Operator, we have time for one more question.

Miguel Patricio
CEO and Chair of the Board of Directors, The Kraft Heinz Company

For one moment.

Reduce about half of our SKUs that we had in 2019. At the same time, we have improved quality. Then finally, we continue to enhance our rural distribution, overall. Now, part of the point that you made around how do we continue to unlock some of the opportunities we have in QSR is us continue to invest in the capacity of the business. We're also making strong investments in CapEx in order for us to support the opportunity for us to continue growing, in our food service channel. Over the last two years, that number is over $100 million we have invested. So that allows us now the opportunity to have those conversations with QSR in a way that truly unlocks opportunities for us to continue growing. Now, that's a view of North America.

Let me pass it on to Rafael to give you a view also of our international side.

Rafael Oliveira
International Zone President, The Kraft Heinz Company

Yes. Look, it's not very similar to that. The opportunity in food service is significant, and you can see has been a core pillar for our results in the last few years, and the quarter is no different. You can see that, the numbers we released, we are growing actually very fast and twice the size of the industry, twice the rate of the industry. You can attribute that part of it was the slowdown that happened during the pandemic. A lot of the, across international, we do compete with some global players, but also with some local players, and a lot of them specialize in food service, that during the pandemic, they suffer a lot, and some of them either went bankrupt or had to downsize significantly their operations. We didn't.

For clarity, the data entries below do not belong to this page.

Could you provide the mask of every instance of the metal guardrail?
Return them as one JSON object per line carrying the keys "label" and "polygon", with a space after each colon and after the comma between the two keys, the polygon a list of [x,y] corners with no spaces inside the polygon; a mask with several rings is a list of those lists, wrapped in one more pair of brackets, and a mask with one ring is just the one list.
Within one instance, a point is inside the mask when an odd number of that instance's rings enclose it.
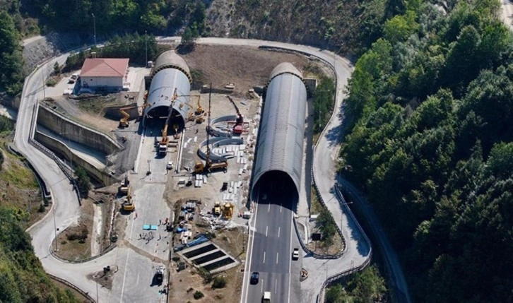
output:
{"label": "metal guardrail", "polygon": [[73,288],[75,291],[76,291],[79,294],[84,296],[89,302],[96,303],[96,300],[93,299],[93,297],[91,296],[90,296],[88,292],[84,292],[83,290],[81,290],[80,288],[77,287],[76,286],[70,283],[69,282],[66,281],[66,280],[61,279],[60,278],[59,278],[56,275],[52,275],[50,273],[47,273],[47,275],[48,275],[51,278],[52,278],[55,280],[57,280],[62,284],[64,284],[66,286]]}

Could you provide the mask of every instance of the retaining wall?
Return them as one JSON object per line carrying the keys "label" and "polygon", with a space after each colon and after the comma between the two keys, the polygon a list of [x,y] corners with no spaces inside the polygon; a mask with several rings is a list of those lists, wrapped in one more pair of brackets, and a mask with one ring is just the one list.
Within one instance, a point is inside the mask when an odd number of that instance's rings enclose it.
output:
{"label": "retaining wall", "polygon": [[59,140],[56,140],[39,131],[35,132],[34,138],[52,152],[65,158],[69,161],[71,160],[73,165],[82,167],[89,174],[93,176],[96,180],[103,183],[105,186],[112,185],[117,182],[107,172],[98,169],[75,154],[73,154],[71,156],[72,159],[69,159],[72,153],[70,152],[68,146]]}
{"label": "retaining wall", "polygon": [[137,119],[139,117],[139,111],[137,108],[137,103],[131,103],[127,105],[111,106],[105,107],[105,116],[111,119],[119,119],[123,115],[119,112],[120,108],[133,107],[129,109],[125,109],[126,114],[130,115],[129,119]]}
{"label": "retaining wall", "polygon": [[75,123],[42,105],[39,107],[37,123],[64,138],[107,155],[123,148],[121,144],[105,133]]}

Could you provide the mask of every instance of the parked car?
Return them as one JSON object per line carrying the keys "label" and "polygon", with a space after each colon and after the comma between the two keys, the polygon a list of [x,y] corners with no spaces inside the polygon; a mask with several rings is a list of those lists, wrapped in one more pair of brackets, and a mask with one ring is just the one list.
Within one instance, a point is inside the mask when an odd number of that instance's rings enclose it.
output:
{"label": "parked car", "polygon": [[299,259],[299,249],[295,248],[294,251],[292,252],[292,259],[297,260],[298,259]]}

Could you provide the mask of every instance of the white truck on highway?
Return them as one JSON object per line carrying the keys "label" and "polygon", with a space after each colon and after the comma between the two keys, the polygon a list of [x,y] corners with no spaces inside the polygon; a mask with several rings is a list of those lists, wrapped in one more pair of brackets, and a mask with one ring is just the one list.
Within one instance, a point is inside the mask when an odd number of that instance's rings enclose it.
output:
{"label": "white truck on highway", "polygon": [[264,292],[262,303],[271,303],[271,292]]}

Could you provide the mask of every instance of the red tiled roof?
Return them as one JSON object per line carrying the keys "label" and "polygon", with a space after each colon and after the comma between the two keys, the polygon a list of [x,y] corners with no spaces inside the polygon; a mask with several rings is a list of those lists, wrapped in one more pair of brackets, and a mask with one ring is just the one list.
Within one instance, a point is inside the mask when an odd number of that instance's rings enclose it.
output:
{"label": "red tiled roof", "polygon": [[126,58],[87,58],[81,77],[123,77],[128,69]]}

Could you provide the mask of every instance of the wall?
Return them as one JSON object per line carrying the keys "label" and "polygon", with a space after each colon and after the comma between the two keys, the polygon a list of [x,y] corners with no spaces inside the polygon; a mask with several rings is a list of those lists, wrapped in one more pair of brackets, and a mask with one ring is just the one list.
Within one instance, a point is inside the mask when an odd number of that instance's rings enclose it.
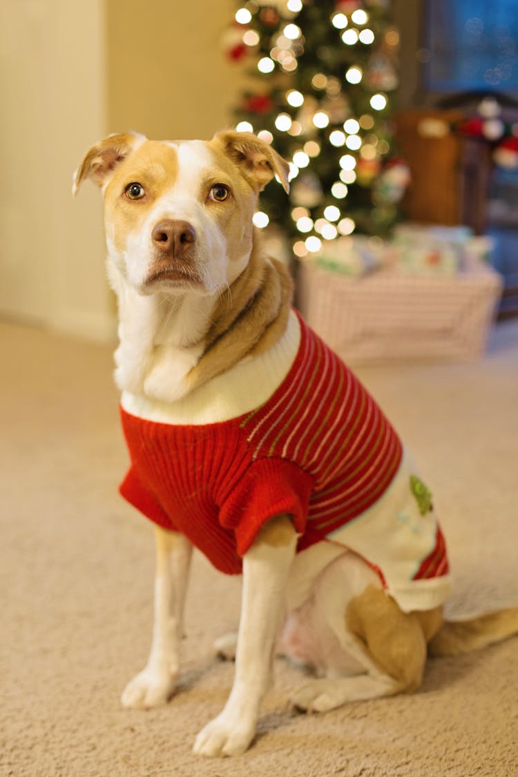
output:
{"label": "wall", "polygon": [[0,0],[0,315],[107,340],[101,200],[72,172],[109,132],[208,138],[242,68],[234,0]]}
{"label": "wall", "polygon": [[0,312],[113,332],[99,195],[71,174],[105,131],[103,0],[0,0]]}
{"label": "wall", "polygon": [[242,68],[221,39],[235,10],[235,0],[106,0],[110,131],[204,138],[228,126]]}

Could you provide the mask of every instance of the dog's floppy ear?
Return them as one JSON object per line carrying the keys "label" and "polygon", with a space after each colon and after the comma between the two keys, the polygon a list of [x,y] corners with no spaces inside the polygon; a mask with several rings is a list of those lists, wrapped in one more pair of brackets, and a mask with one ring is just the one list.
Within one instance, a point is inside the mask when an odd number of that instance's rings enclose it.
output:
{"label": "dog's floppy ear", "polygon": [[214,140],[223,145],[224,152],[242,168],[245,177],[259,191],[276,175],[284,191],[290,190],[287,162],[252,132],[218,132]]}
{"label": "dog's floppy ear", "polygon": [[86,178],[91,178],[99,186],[103,186],[119,162],[144,139],[143,135],[136,134],[113,134],[92,146],[74,173],[73,196],[75,197],[81,183]]}

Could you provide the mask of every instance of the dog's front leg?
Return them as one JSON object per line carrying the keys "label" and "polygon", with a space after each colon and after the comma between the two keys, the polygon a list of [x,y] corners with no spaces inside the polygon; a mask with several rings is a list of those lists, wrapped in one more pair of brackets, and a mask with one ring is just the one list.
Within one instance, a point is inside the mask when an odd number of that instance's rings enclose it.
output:
{"label": "dog's front leg", "polygon": [[222,712],[200,731],[194,752],[238,755],[256,733],[261,700],[268,688],[297,535],[287,516],[262,528],[243,556],[243,593],[235,674]]}
{"label": "dog's front leg", "polygon": [[124,707],[164,704],[174,690],[179,671],[183,608],[192,545],[180,534],[155,527],[155,622],[148,664],[126,686]]}

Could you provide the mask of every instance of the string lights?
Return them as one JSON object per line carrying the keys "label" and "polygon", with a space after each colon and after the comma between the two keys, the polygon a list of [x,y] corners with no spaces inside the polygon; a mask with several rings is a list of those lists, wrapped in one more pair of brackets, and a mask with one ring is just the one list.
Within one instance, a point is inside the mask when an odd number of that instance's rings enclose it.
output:
{"label": "string lights", "polygon": [[[292,247],[301,258],[321,250],[323,242],[358,228],[368,231],[369,211],[377,208],[378,226],[384,218],[368,193],[391,151],[384,113],[387,92],[398,80],[399,37],[387,5],[242,0],[236,11],[231,57],[253,57],[259,79],[255,96],[262,98],[249,98],[249,115],[241,112],[236,129],[256,131],[287,159],[286,227],[299,235]],[[286,200],[273,192],[269,199],[269,192],[254,216],[260,228],[279,222],[286,209]]]}

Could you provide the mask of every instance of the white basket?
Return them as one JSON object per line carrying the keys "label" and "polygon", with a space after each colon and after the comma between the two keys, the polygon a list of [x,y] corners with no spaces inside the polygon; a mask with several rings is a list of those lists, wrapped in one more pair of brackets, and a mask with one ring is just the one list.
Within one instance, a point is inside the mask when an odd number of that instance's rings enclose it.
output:
{"label": "white basket", "polygon": [[502,279],[481,262],[454,276],[349,277],[306,261],[297,291],[305,320],[349,364],[459,361],[483,352]]}

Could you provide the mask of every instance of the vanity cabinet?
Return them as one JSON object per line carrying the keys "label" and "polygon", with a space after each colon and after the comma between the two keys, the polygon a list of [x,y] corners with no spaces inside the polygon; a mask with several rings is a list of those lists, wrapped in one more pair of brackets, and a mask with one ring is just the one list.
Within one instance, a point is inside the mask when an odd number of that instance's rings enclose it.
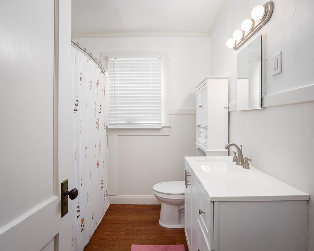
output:
{"label": "vanity cabinet", "polygon": [[184,231],[189,250],[197,250],[197,181],[188,167],[185,169]]}
{"label": "vanity cabinet", "polygon": [[[196,155],[227,156],[228,79],[207,77],[196,89]],[[207,134],[206,142],[198,139],[201,133]]]}
{"label": "vanity cabinet", "polygon": [[189,251],[307,251],[308,194],[253,167],[204,172],[204,158],[185,157]]}

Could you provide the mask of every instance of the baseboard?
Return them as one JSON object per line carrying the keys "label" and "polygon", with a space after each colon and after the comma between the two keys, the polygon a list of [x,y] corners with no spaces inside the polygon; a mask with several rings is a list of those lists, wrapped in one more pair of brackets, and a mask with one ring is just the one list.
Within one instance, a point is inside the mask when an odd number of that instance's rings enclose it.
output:
{"label": "baseboard", "polygon": [[154,195],[109,195],[110,204],[118,205],[157,205],[161,203]]}

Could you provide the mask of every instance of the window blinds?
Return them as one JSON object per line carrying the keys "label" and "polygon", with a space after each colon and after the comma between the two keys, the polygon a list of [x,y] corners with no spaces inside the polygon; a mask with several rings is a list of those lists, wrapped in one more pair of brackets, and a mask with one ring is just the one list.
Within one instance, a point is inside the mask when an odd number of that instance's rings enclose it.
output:
{"label": "window blinds", "polygon": [[109,57],[108,127],[161,128],[160,56]]}

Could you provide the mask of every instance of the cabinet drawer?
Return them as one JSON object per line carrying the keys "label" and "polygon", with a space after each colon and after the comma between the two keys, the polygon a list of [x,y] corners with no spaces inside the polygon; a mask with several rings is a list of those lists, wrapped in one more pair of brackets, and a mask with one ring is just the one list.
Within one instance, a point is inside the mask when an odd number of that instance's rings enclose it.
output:
{"label": "cabinet drawer", "polygon": [[209,201],[199,184],[198,194],[198,221],[210,249],[211,246],[213,247],[213,204]]}

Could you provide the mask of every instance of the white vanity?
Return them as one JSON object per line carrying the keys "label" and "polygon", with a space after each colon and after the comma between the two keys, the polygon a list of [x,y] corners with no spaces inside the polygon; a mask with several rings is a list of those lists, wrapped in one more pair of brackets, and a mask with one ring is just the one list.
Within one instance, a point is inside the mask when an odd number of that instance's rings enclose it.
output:
{"label": "white vanity", "polygon": [[189,251],[307,251],[309,195],[232,157],[185,157]]}

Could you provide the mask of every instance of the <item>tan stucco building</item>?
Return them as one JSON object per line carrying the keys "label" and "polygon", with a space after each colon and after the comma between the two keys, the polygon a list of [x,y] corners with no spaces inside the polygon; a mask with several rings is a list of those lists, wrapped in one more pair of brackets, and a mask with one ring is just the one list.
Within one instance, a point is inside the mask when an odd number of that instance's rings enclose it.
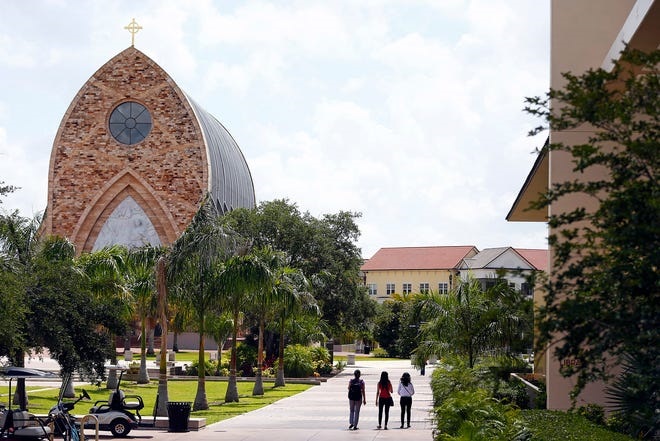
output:
{"label": "tan stucco building", "polygon": [[[590,68],[610,69],[611,60],[618,58],[624,42],[643,51],[655,50],[660,45],[660,2],[657,0],[553,0],[551,15],[552,89],[561,89],[565,85],[561,76],[563,72],[580,75]],[[573,145],[585,141],[589,133],[588,128],[563,132],[551,130],[549,141]],[[527,210],[530,202],[537,200],[554,183],[574,179],[572,170],[573,164],[566,152],[541,154],[507,215],[507,220],[545,222],[548,212]],[[582,179],[600,177],[592,171],[584,174]],[[552,204],[549,210],[557,214],[578,206],[589,209],[594,204],[593,200],[571,196]],[[552,259],[552,250],[550,252]],[[559,374],[559,362],[552,356],[552,351],[547,351],[545,357],[548,408],[568,409],[571,407],[569,392],[575,382]],[[586,403],[606,404],[602,383],[589,385],[578,397],[578,405]]]}
{"label": "tan stucco building", "polygon": [[488,288],[505,271],[504,278],[518,290],[530,293],[525,275],[545,271],[547,250],[512,247],[428,246],[381,248],[366,261],[361,271],[369,294],[378,302],[393,294],[422,291],[446,293],[459,279],[478,279]]}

We maintained the same level of investments and consequently coming out of the pandemic in most of the countries across the world. I mean, we are riding ahead of it. We continue to be excited, and QSR is the core. Our products, especially within the sauces environment, goes very hand in hand with the QSR industry. We still have a long way to go. I mean, our estimate with the data available is that we are about between 3% and 4% market share of the sauces category of food service. There is significant room ahead, and we are gonna continue to do that, driving our chef-led model, where we have invested in chefs that partner with those customers, drive innovations that have been very well received.

It should be a continuous source of growth, sustainable growth for us.

Operator

Okay, great. Thank you.

Anne-Marie Megela
Head of Global Investor Relations, The Kraft Heinz Company

Thank you, operator. I'm now gonna hand it over to Miguel for some closing commentary.

Miguel Patricio
CEO and Chair of the Board of Directors, The Kraft Heinz Company

Well, I would like to finish with a quote from a famous legendary car racer on Formula One that once said, "If it's raining, I can pass 15 cars, but when it's sunny, I cannot." Let me tell you, it's not raining, it's pouring. We are super excited at this moment because we are seeing this a great moment of opportunity, and we've been able to navigate through the uncertainties of the short term and adapt and rebuild very fast at the same time that we are continue building our future. We are excited with what we have ahead of us. Thank you very much.

Operator

Ladies and gentlemen, this does conclude today's presentation. You may now disconnect and have a wonderful day.